Aku tidak tahu maksudnya tapi aku mengangguk.
"Jauh sekali.." katanya lagi.
Dia mempersilahkan kami untuk masuk ke dalam rumahnya.
Dia menuangkan minuman untukku pada sebuah cangkir yang terbuat dari tanah liat. Air itu agak keruh. Aku ragu-ragu untuk meminumnya.
"Apa ini?" tanyaku
"Minum saja." katanya. "Itu akan baik untuk tubuhmu." imbuhnya.
"Aku mencari dukun wanita itu." kataku menegaskan. Aku tidak nyaman berlama-lama di tempat ini. Entah kenapa dadaku terasa sesak dan tubuhku menggigil.
"Minumlah." ulangnya lagi.
Pak tua itu tersenyum menunjukkan deretan giginya yang menguning dan tidak lagi utuh.
"Anak laki-laki itu akan dibawa pergi jauh." katanya.
Aku masih belum paham maksudnya.
Aku memegang cangkir itu.
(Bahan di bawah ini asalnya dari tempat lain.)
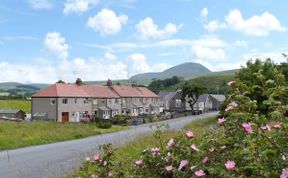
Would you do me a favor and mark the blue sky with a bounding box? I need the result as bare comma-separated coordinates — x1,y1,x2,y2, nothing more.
0,0,288,83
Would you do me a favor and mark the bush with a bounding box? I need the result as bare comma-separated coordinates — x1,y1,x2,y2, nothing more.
81,61,288,178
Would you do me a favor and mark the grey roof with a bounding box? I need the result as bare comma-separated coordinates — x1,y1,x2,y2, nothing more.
210,95,226,102
196,94,209,103
99,106,110,111
0,109,22,114
158,91,177,101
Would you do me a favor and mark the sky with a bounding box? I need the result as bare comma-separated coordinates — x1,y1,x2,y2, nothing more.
0,0,288,83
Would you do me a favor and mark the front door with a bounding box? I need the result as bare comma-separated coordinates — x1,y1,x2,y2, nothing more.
62,112,69,123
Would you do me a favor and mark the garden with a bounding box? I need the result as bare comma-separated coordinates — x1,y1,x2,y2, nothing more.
76,59,288,178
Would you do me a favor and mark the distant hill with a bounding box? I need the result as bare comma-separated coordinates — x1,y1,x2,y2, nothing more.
130,62,211,82
0,82,48,98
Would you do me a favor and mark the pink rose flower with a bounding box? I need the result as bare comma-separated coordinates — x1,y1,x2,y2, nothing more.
225,101,238,111
186,131,194,138
228,80,235,86
93,154,101,161
218,117,226,125
261,124,271,131
209,147,215,153
242,122,253,134
202,156,208,164
151,147,160,157
280,168,288,178
273,123,281,129
165,165,173,172
191,144,200,152
195,169,206,177
225,161,236,170
178,159,189,170
135,160,143,167
167,138,175,148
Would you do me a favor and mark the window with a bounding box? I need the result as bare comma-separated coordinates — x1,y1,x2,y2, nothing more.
62,98,68,104
92,99,98,105
175,99,181,108
50,98,56,105
84,98,89,104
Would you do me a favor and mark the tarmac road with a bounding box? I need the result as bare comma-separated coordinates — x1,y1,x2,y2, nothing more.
0,112,218,178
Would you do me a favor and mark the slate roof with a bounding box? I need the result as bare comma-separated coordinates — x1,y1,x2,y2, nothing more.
210,94,226,102
0,109,22,114
112,85,158,98
32,83,158,98
158,91,177,101
196,94,209,103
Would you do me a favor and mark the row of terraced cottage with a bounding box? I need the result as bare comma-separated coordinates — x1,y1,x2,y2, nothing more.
32,79,159,122
32,79,225,122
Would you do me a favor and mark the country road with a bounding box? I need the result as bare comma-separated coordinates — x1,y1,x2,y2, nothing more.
0,112,218,178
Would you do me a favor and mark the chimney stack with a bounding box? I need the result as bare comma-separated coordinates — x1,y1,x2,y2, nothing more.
107,79,113,87
75,78,82,86
131,81,137,87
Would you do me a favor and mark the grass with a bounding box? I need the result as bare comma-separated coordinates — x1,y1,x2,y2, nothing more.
68,117,216,178
0,121,128,151
0,100,31,113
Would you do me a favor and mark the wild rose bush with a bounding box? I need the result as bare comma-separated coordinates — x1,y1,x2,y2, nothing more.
82,60,288,178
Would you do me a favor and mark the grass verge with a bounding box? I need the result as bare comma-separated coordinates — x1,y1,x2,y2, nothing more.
68,117,216,178
0,121,128,151
0,100,31,113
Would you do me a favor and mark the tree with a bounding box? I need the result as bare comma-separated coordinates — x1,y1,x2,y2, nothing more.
182,82,206,111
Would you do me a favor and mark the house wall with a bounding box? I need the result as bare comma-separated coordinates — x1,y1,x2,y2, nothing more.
57,98,92,122
32,98,57,120
168,92,186,111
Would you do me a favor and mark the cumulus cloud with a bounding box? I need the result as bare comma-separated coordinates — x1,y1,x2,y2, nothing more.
200,7,209,18
0,56,128,83
44,32,69,59
63,0,99,15
191,37,227,61
28,0,52,9
127,53,172,75
135,17,183,40
87,9,128,36
204,9,287,36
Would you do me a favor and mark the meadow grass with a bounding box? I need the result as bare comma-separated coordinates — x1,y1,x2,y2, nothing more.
0,100,31,113
0,121,128,151
72,117,216,178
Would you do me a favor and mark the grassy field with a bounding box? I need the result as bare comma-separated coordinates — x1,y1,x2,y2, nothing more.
0,100,31,113
0,121,127,151
72,117,216,178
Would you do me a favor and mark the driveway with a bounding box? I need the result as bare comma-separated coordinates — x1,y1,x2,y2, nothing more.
0,112,218,178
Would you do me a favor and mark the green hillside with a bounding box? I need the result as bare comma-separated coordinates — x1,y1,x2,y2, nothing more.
0,100,31,113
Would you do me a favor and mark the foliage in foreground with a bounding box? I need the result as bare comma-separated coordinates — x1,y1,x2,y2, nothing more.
79,61,288,178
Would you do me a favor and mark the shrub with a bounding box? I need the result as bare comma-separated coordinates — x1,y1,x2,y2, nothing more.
82,61,288,178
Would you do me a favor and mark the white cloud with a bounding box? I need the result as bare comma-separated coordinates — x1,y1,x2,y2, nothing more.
205,9,287,36
127,53,151,73
87,9,128,36
0,56,128,83
44,32,69,59
192,45,226,60
127,53,172,76
191,36,228,61
234,40,248,47
28,0,53,9
135,17,183,40
63,0,99,15
200,7,209,18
Menghirup aromanya membuatku teringat bau kayu-kayuan, dedaunan dan tanah yang bercampur menjadi satu.
"Minumlah.." Dia mengulanginya lagi, melihatku ragu-ragu.
Aku mengangkat cangkir itu dan meminumnya dalam sekali telan.
Ingin muntah rasanya. Ada rasa pahit, manis asam yang bercampur, lalu hangat. Ya, tubuhku menjadi lebih hangat.
"Dia wanita ceroboh." katanya kemudian. "Dia pergi ke gunung dan belum kembali hingga sekarang." jelasnya. "Rumahnya ada di desa sebelah. Rumah paling ujung dekat hutan. Jika kau masih ingin kesana."
Orang tua ini benar-benar menyebalkan. Kenapa tidak sejak awal dia memberitahu kami, sehingga kami tak perlu berlama-lama di rumahnya.
Aku bangkit dari tempatku duduk.
"Tunggu!" serunya ketika aku melangkah ke arah pintu. "Ini adalah kesalahan kau ada disini. Kau ingin kembali?"
Aku menatapnya tajam.
"Tidak lama lagi. Hanya hitungan bulan. Tunggu saja."